In the traditional Nordic spa, hot and cold treatments go hand-in-hand, and folks can often be seen hopping back and forth between a steamy sauna and a freezing ice bath.
Wirzburger stressed that the Nordic Mermaid is all about creating a tailored approach to wellness, so folks shouldn’t feel obligated to take on these more extreme wellness methods right off the bat, or at all. “We wanted to provide people with the option to totally immerse themselves in that Nordic ideology, but of course, we want to create an approach to wellness that works for everyone,” Wirzburger said.
She added that going into a cold tank is a good way to meditate and increase control over mind and body. “When you are in cold water, you are thinking about nothing except how not to freeze. This means you are not thinking about the death of your loved one, you are not thinking about the anxiety at work, you aren’t thinking about anything except how to control your mind and body. Learning to be a student of your body is probably one of the most essential aspects to this therapy,” she said.
Apart from the various new therapies available, some of the most beneficial services at the Nordic Mermaid are the massages.
Their classic massage is called the Lagom, and it’s all about reducing stress and creating balance. It hits all the major muscles in your body — a typical Swedish massage.

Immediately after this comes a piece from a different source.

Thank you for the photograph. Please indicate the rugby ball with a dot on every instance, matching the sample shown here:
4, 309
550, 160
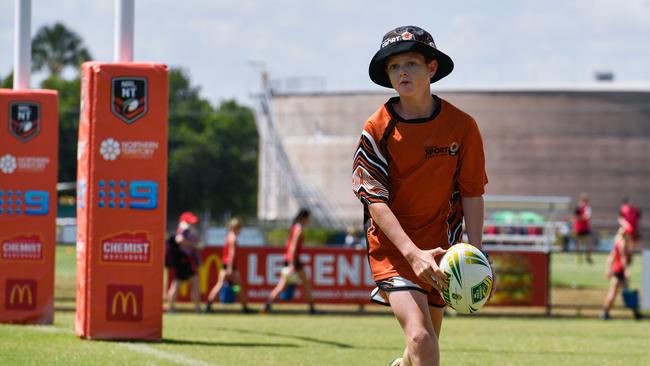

They also offer a longer massage called the Niksen, which in the Netherlands means “the art of doing nothing.”
Wirzburger invented this treatment while she was working as a physical therapist in Boston, on Newbury Street. Built into this massage are breathwork, self-relaxation techniques, and other methods that people can use in their everyday lives.
For Wirzburger, teaching clients about ways to reduce stress for themselves is essential to making progress during the therapy sessions. “Not just wanting to provide these services, but to create a community around personal wellness. Over time, people will actually start talking to us about the specific things that are bothering them, and we can suggest certain practices both in and out of the spa,” Wirzburger explained.
In the future, Wirzburger hopes to offer a mobile spa where they bring the sauna to people’s homes, along with massage tables. They also are looking into wellness classes based on Wim Hof’s mind and body training, and potentially a winter retreat where people can go to learn about stress management in all forms.